Created in 2010, Mozilla’s Rust programming language is fast increasing in popularity. Compared to other languages, Rust ensures better performance and improved software security. We’d like to share our knowledge about practical applications of Rust features. This article is the second part of our Rust Programming Language Tutorial, and is written for developers who want to use Rust for software programming.

This part of the Rust programming tutorial describes Rust features that guarantee memory safety. The Rust language achieves memory safety by using ownership and borrowing, mutability and aliasing, option types for pointers, and initialized variables.

Written by:

Alexey Lozovsky,

Software Designer in System Programming Team

 

Contents:

Guaranteed Memory Safety

   Ownership

   Borowing

   Mutability and Aliasing

   Option Types instead of Null Pointers

   No Uninitialized Variables

Conclusion

Guaranteed Memory Safety

Memory safety is the most prized and advertised feature of Rust. In short, Rust guarantees the absence (or at least the detectability) of various memory-related issues:

  • segmentation faults
  • use-after-free and double-free bugs
  • dangling pointers
  • null dereferences
  • unsafe concurrent modification
  • buffer overflows

These issues are declared as undefined behaviors in C++, but programmers are mostly on their own to avoid them. On the other hand, in Rust, memory-related issues are either immediately reported as compile-time errors or if not then safety is enforced with runtime checks.

Ownership

The core innovation of Rust is ownership and borrowing, closely related to the notion of object lifetime. Every object has a lifetime: the time span in which the object is available for the program to use. There’s also an owner for each object: an entity which is responsible for ending the lifetime of the object. For example, local variables are owned by the function scope. The variable (and the object it owns) dies when execution leaves the scope.

1   fn f() {
2       let v = Foo::new(); // ----+ v's lifetime
3                           //     |
4       /* some code */     //     |
5   }                       // <---+

In this case, the object Foo is owned by the variable v and will die at line 5, when function f() returns.

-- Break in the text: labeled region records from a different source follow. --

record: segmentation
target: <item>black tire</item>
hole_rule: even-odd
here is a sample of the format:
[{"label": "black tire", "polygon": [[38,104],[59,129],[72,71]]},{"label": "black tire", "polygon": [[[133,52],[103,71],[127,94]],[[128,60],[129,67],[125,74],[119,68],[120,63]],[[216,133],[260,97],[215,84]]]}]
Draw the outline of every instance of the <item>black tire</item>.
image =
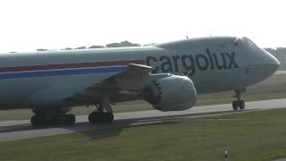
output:
[{"label": "black tire", "polygon": [[111,122],[114,121],[114,115],[113,113],[106,113],[106,117],[105,118],[106,118],[106,122],[107,123],[111,123]]},{"label": "black tire", "polygon": [[232,101],[232,109],[238,110],[239,108],[239,102],[238,101]]},{"label": "black tire", "polygon": [[30,123],[35,127],[44,126],[45,125],[44,117],[42,117],[41,115],[33,115],[30,118]]},{"label": "black tire", "polygon": [[64,124],[72,125],[75,123],[75,115],[74,114],[65,114],[64,115]]},{"label": "black tire", "polygon": [[97,113],[96,112],[93,112],[93,113],[90,113],[88,114],[88,121],[90,123],[97,123]]},{"label": "black tire", "polygon": [[240,106],[240,109],[242,110],[245,108],[245,103],[243,100],[240,100],[239,101],[239,106]]},{"label": "black tire", "polygon": [[88,115],[88,121],[91,123],[110,123],[114,121],[113,113],[96,113],[93,112]]}]

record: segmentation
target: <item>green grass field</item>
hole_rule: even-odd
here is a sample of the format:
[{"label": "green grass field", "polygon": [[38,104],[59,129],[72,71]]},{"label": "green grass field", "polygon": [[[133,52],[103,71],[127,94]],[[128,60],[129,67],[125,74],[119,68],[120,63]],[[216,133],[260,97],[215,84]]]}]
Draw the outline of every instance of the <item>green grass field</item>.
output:
[{"label": "green grass field", "polygon": [[0,160],[272,160],[286,157],[286,109],[119,125],[0,142]]}]

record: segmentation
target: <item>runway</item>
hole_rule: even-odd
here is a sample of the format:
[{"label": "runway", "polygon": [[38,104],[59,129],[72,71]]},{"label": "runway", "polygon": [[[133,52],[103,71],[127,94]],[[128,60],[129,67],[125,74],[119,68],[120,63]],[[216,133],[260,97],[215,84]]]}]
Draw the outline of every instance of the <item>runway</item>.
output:
[{"label": "runway", "polygon": [[[286,98],[246,102],[246,110],[265,110],[286,107]],[[231,109],[231,104],[214,106],[194,106],[187,111],[160,112],[156,110],[116,113],[114,121],[106,124],[90,124],[87,115],[77,116],[77,123],[72,126],[49,126],[34,128],[29,124],[29,120],[3,121],[0,122],[0,141],[30,139],[43,136],[83,132],[91,129],[119,128],[123,129],[141,124],[152,124],[163,122],[176,121],[183,118],[196,118],[206,115],[221,115],[238,113]],[[119,131],[120,132],[121,131]]]}]

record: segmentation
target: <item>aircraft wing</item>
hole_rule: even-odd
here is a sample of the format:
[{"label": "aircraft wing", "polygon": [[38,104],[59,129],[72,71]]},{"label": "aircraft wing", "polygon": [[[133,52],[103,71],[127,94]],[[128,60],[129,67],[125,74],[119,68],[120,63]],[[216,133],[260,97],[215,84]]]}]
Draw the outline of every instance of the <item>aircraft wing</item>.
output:
[{"label": "aircraft wing", "polygon": [[68,104],[93,104],[100,96],[109,96],[113,102],[121,102],[138,97],[138,94],[155,77],[150,77],[152,67],[143,64],[128,64],[125,71],[113,75],[82,92],[65,98]]}]

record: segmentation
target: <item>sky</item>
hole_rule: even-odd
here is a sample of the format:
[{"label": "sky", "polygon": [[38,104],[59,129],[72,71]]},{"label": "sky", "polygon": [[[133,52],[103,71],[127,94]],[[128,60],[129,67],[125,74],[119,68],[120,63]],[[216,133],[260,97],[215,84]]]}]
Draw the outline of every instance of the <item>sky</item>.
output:
[{"label": "sky", "polygon": [[0,52],[197,37],[286,47],[283,0],[1,0]]}]

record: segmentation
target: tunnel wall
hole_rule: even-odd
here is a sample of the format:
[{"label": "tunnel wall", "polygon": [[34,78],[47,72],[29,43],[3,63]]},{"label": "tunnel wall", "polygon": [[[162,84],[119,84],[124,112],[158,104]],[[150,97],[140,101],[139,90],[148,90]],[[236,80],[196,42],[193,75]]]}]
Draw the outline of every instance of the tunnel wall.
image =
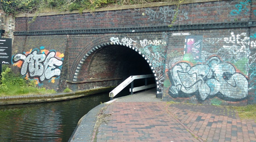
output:
[{"label": "tunnel wall", "polygon": [[[180,5],[177,15],[176,6],[168,3],[92,13],[41,14],[32,22],[34,15],[21,14],[15,18],[14,60],[38,50],[46,57],[45,49],[62,55],[52,57],[58,65],[52,70],[59,74],[42,80],[41,74],[31,75],[33,67],[20,72],[42,86],[81,90],[109,83],[90,87],[80,83],[90,81],[90,72],[81,68],[85,70],[91,54],[107,43],[118,44],[145,55],[164,100],[255,103],[256,3],[197,0]],[[21,61],[20,67],[24,65],[19,58],[16,60]]]}]

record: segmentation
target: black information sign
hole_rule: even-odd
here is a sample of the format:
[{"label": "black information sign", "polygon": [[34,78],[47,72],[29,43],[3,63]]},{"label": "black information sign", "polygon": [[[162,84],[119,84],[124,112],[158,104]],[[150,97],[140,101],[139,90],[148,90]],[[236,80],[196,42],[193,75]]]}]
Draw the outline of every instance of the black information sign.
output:
[{"label": "black information sign", "polygon": [[0,64],[12,64],[12,41],[0,38]]},{"label": "black information sign", "polygon": [[195,60],[201,59],[203,36],[195,36],[186,37],[184,53],[191,53]]}]

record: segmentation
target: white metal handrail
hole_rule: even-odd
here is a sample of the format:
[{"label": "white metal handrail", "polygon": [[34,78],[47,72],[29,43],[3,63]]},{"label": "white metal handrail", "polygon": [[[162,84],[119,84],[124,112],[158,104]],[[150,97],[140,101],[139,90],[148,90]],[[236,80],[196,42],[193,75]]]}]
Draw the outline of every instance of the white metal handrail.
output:
[{"label": "white metal handrail", "polygon": [[[135,79],[146,78],[152,78],[153,77],[154,77],[153,75],[139,75],[130,76],[129,77],[128,77],[126,79],[125,79],[125,80],[123,82],[121,83],[121,84],[119,84],[119,85],[118,85],[116,87],[115,89],[114,89],[111,92],[110,92],[110,93],[109,93],[109,97],[111,97],[111,100],[112,100],[113,99],[113,98],[114,97],[115,97],[115,96],[116,96],[116,95],[117,95],[117,94],[118,94],[122,90],[122,89],[123,89],[125,88],[125,87],[126,87],[127,86],[128,86],[131,83],[133,82],[133,81]],[[155,84],[154,84],[154,85],[155,85],[154,86],[155,86]],[[145,85],[145,86],[146,86],[146,85]],[[150,85],[148,85],[148,87],[149,87],[149,88],[151,88],[154,86],[152,86],[152,84],[150,84]],[[132,88],[133,88],[133,87]],[[136,90],[137,90],[137,89],[138,89],[137,88],[138,87],[136,87],[136,88],[134,88],[134,89],[135,89]],[[144,88],[143,88],[143,89],[149,88],[147,88],[147,87],[146,87],[146,88],[145,88],[145,87]],[[130,92],[131,91],[131,92],[132,92],[132,91],[133,90],[134,90],[133,88],[132,89],[130,89]]]}]

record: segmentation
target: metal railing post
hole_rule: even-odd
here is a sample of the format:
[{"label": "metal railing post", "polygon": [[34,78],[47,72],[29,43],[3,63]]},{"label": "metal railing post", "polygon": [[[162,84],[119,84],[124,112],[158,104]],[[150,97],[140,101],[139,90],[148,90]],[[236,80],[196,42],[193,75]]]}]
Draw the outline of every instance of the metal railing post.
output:
[{"label": "metal railing post", "polygon": [[[145,86],[148,85],[148,78],[145,78]],[[148,90],[147,89],[145,89],[145,91]]]},{"label": "metal railing post", "polygon": [[134,86],[134,81],[132,81],[132,82],[131,83],[131,95],[133,94],[133,88]]}]

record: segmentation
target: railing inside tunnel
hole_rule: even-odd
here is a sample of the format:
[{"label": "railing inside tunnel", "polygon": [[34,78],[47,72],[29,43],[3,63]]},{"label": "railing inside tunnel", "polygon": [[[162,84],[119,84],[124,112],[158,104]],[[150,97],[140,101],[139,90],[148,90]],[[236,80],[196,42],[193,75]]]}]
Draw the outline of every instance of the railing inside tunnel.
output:
[{"label": "railing inside tunnel", "polygon": [[[148,85],[147,78],[153,78],[154,77],[153,75],[133,75],[130,76],[129,77],[127,78],[122,82],[121,84],[119,84],[110,93],[109,93],[109,97],[110,97],[110,100],[112,100],[115,97],[118,93],[120,92],[122,89],[123,89],[125,87],[128,86],[131,84],[131,88],[130,89],[130,92],[131,92],[131,95],[133,94],[134,92],[137,92],[143,89],[146,89],[148,88],[152,88],[155,87],[155,84],[151,84]],[[145,78],[145,85],[139,87],[134,87],[134,81],[135,79]]]}]

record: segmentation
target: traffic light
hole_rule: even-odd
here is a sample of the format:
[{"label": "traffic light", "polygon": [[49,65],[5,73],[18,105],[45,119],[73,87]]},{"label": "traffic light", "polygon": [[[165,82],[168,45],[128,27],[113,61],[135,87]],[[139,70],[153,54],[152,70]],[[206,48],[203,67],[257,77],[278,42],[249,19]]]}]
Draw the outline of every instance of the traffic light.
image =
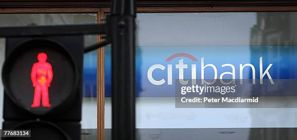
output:
[{"label": "traffic light", "polygon": [[82,35],[6,38],[3,129],[31,130],[7,138],[80,140],[83,55]]}]

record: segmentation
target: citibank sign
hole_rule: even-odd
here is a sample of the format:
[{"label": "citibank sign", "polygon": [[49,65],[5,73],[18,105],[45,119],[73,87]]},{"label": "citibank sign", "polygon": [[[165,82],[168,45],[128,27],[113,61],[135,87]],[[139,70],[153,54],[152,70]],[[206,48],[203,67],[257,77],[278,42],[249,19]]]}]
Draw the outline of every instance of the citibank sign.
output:
[{"label": "citibank sign", "polygon": [[[185,80],[184,78],[184,70],[186,69],[190,68],[191,71],[191,79],[192,81],[191,83],[192,84],[196,84],[196,79],[197,76],[198,74],[197,69],[197,68],[200,68],[201,69],[200,71],[200,75],[201,75],[201,84],[208,84],[208,85],[212,85],[215,82],[217,79],[218,78],[220,80],[220,82],[225,85],[230,84],[235,84],[235,77],[236,75],[239,75],[239,79],[240,80],[240,84],[242,84],[243,82],[243,75],[244,69],[245,68],[249,68],[251,69],[251,74],[252,77],[252,83],[253,84],[256,84],[256,73],[259,73],[259,78],[260,79],[260,84],[263,84],[263,78],[267,76],[268,78],[269,79],[270,82],[273,84],[274,82],[269,74],[269,69],[271,68],[273,64],[270,63],[267,67],[264,67],[263,66],[263,57],[260,57],[259,58],[259,69],[256,69],[255,66],[253,64],[251,63],[245,63],[242,64],[240,63],[239,65],[234,65],[233,64],[231,63],[225,63],[221,65],[215,65],[213,63],[205,63],[204,62],[204,58],[202,57],[200,59],[200,62],[198,59],[195,58],[193,55],[185,53],[179,53],[174,54],[170,56],[169,56],[168,58],[167,58],[165,62],[171,62],[171,60],[177,58],[187,58],[190,59],[193,61],[193,63],[191,64],[187,64],[184,63],[183,58],[181,58],[179,60],[179,63],[175,64],[175,66],[173,66],[173,64],[167,64],[166,66],[165,66],[164,65],[162,65],[161,64],[155,64],[151,66],[150,66],[148,70],[148,78],[149,82],[155,85],[161,85],[165,84],[166,84],[167,85],[172,85],[172,71],[173,68],[177,69],[179,71],[179,79],[180,79],[180,82],[181,84],[186,85],[188,84],[189,82],[189,79]],[[200,63],[200,64],[199,64]],[[199,66],[198,68],[198,65]],[[231,68],[231,71],[225,71],[222,72],[220,74],[218,74],[218,70],[217,68],[218,66],[222,67],[222,68],[228,67],[229,67]],[[205,76],[205,70],[204,69],[207,67],[212,68],[213,70],[213,72],[214,74],[214,78],[210,80],[205,80],[204,76]],[[235,73],[235,69],[239,69],[239,74]],[[157,70],[162,70],[162,71],[164,71],[165,77],[161,79],[156,79],[154,78],[154,71]],[[166,74],[166,72],[167,72],[167,74]],[[232,79],[230,79],[229,81],[226,82],[226,79],[223,80],[223,77],[225,75],[230,75],[231,76]],[[166,81],[164,78],[167,77],[167,80]]]}]

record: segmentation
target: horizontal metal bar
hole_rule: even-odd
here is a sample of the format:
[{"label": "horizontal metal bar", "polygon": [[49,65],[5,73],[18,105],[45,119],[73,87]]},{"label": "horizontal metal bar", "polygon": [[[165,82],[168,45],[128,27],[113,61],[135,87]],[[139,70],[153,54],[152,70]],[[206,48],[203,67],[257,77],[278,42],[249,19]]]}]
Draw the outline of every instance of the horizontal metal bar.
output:
[{"label": "horizontal metal bar", "polygon": [[0,37],[105,34],[105,24],[15,26],[0,27]]},{"label": "horizontal metal bar", "polygon": [[108,41],[103,41],[99,43],[96,43],[96,44],[88,46],[84,48],[84,53],[89,52],[92,50],[95,50],[99,48],[99,47],[104,47],[105,45],[109,44],[110,42]]}]

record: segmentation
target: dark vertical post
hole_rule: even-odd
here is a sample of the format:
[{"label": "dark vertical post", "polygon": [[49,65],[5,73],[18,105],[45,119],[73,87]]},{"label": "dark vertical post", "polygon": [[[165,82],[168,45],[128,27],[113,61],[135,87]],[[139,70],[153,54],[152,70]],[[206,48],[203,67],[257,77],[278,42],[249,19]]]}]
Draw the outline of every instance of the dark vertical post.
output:
[{"label": "dark vertical post", "polygon": [[135,0],[113,0],[112,140],[135,140]]}]

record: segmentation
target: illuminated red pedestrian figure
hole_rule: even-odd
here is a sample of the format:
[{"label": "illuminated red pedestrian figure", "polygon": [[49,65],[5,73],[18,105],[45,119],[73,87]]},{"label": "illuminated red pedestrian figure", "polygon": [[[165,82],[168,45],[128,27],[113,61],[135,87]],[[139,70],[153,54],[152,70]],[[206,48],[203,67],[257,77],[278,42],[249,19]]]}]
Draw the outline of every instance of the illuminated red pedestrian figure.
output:
[{"label": "illuminated red pedestrian figure", "polygon": [[39,53],[37,59],[38,62],[33,64],[31,71],[31,80],[35,88],[31,107],[39,107],[41,99],[42,106],[50,108],[51,106],[49,98],[49,87],[53,76],[51,64],[47,62],[48,55],[45,53]]}]

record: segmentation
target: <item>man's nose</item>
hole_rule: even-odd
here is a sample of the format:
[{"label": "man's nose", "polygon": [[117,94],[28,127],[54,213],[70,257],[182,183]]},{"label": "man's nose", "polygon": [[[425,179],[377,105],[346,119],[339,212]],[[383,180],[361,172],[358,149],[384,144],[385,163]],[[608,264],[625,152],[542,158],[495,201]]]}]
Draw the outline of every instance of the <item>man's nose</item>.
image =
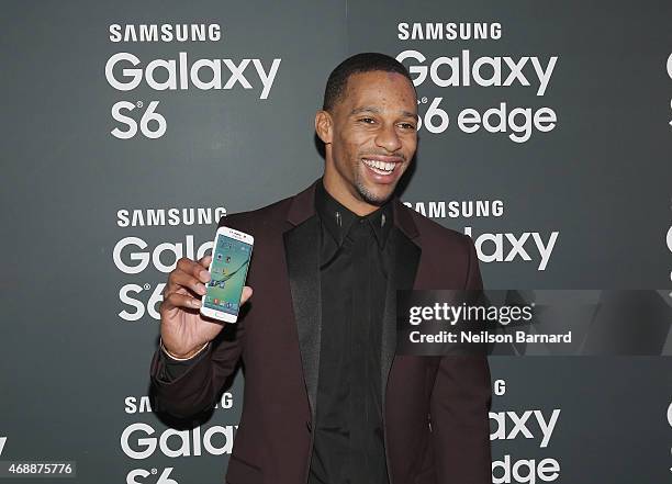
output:
[{"label": "man's nose", "polygon": [[388,151],[396,151],[401,148],[401,138],[396,133],[394,124],[388,124],[381,127],[378,136],[376,136],[376,144]]}]

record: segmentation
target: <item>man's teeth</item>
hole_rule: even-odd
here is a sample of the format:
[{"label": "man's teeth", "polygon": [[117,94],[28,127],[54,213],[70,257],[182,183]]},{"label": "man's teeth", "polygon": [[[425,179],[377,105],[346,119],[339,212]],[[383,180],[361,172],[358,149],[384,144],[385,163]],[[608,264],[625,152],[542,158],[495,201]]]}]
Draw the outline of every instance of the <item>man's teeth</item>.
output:
[{"label": "man's teeth", "polygon": [[378,161],[373,159],[362,159],[366,166],[371,168],[378,175],[389,175],[394,170],[396,164],[387,164],[384,161]]}]

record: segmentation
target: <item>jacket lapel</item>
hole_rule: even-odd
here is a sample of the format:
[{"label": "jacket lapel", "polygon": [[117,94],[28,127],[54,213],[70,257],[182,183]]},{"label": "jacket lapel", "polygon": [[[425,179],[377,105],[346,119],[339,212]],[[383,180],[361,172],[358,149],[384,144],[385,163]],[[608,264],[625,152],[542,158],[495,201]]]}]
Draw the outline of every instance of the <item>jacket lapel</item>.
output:
[{"label": "jacket lapel", "polygon": [[[315,185],[293,196],[288,212],[291,227],[284,232],[284,255],[292,295],[294,322],[303,364],[303,378],[315,419],[320,345],[322,330],[322,299],[320,288],[320,221],[315,213]],[[408,209],[399,199],[392,201],[394,227],[390,233],[392,264],[385,288],[383,329],[381,339],[381,392],[384,408],[388,376],[396,349],[396,290],[413,289],[421,257],[421,247],[413,239],[417,229]]]},{"label": "jacket lapel", "polygon": [[385,290],[385,306],[382,320],[382,339],[380,348],[380,371],[382,407],[385,408],[385,390],[392,361],[396,352],[396,291],[413,289],[415,273],[419,263],[422,249],[414,244],[417,229],[410,214],[405,212],[399,199],[394,200],[394,228],[390,233],[392,244],[392,267]]}]

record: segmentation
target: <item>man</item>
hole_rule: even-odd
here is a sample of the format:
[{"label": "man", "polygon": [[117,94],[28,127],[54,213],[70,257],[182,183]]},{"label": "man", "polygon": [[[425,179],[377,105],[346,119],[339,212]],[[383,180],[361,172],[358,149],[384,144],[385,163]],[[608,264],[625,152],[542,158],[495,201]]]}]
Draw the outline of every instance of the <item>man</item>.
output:
[{"label": "man", "polygon": [[212,407],[242,359],[231,484],[490,483],[485,357],[394,354],[396,290],[482,286],[471,239],[393,195],[417,144],[408,72],[382,54],[346,59],[315,130],[321,179],[220,221],[255,237],[236,325],[198,312],[210,256],[170,273],[155,405]]}]

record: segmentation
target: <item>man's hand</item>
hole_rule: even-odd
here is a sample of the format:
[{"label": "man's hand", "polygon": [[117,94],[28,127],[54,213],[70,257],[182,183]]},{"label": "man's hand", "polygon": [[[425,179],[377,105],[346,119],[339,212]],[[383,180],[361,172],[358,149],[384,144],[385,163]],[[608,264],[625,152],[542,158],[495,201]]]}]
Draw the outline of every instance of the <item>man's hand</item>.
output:
[{"label": "man's hand", "polygon": [[[201,296],[210,281],[208,267],[212,256],[193,261],[187,257],[178,260],[177,267],[168,274],[164,289],[161,315],[161,339],[170,353],[189,358],[220,334],[225,323],[210,323],[200,313]],[[240,305],[251,295],[249,286],[243,288]]]}]

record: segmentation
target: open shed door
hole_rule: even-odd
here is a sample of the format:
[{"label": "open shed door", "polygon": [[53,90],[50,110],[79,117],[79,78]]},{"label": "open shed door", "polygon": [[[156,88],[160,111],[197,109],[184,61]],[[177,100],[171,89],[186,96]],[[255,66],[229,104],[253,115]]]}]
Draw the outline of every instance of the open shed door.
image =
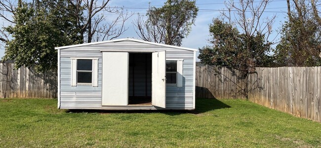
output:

Ownership can be transferred by moving the object (which is performed by default when the variable is assigned or used):

1  fn f() {
2      let v = Foo::new();     // ----+ v's lifetime
3       {                       //     |
4           let u = v;          // <---X---+ u's lifetime
5                               //         |
6           do_something(u);    // <-------X
7       }                       //
8   }                           //

Initially, the variable v would be alive for lines 2 through 7, but its lifetime ends at line 4 where v is assigned to u. At that point we can’t use v anymore (or a compiler error will occur). But the object Foo isn’t dead yet; it merely has a new owner u that is alive for lines 4 through 6. However, at line 6 the ownership of Foo is transferred to the function do_something(). That function will destroy Foo as soon as it returns.

Borrowing

But what if you don’t want to transfer ownership to the function? Then you need to use references to pass a pointer to an object instead:

1   fn f() {
2       let v = Foo::new();     // ---+ v's lifetime
3                               //    |
4       do_something(&v);       // :--|----.
5                               //    |     } v's borrowed
6       do_something_else(&v);  // :--|----'
7   }                           // <--+

In this case, the function is said to borrow the object Foo via references. It can access the object, but the function doesn’t own it (i.e. it can’t destroy it). References are objects themselves, with lifetimes of their own. In the example above, a separate reference to v is created for each function call, and that reference is transferred to and owned by the function call, similar to the variable u above.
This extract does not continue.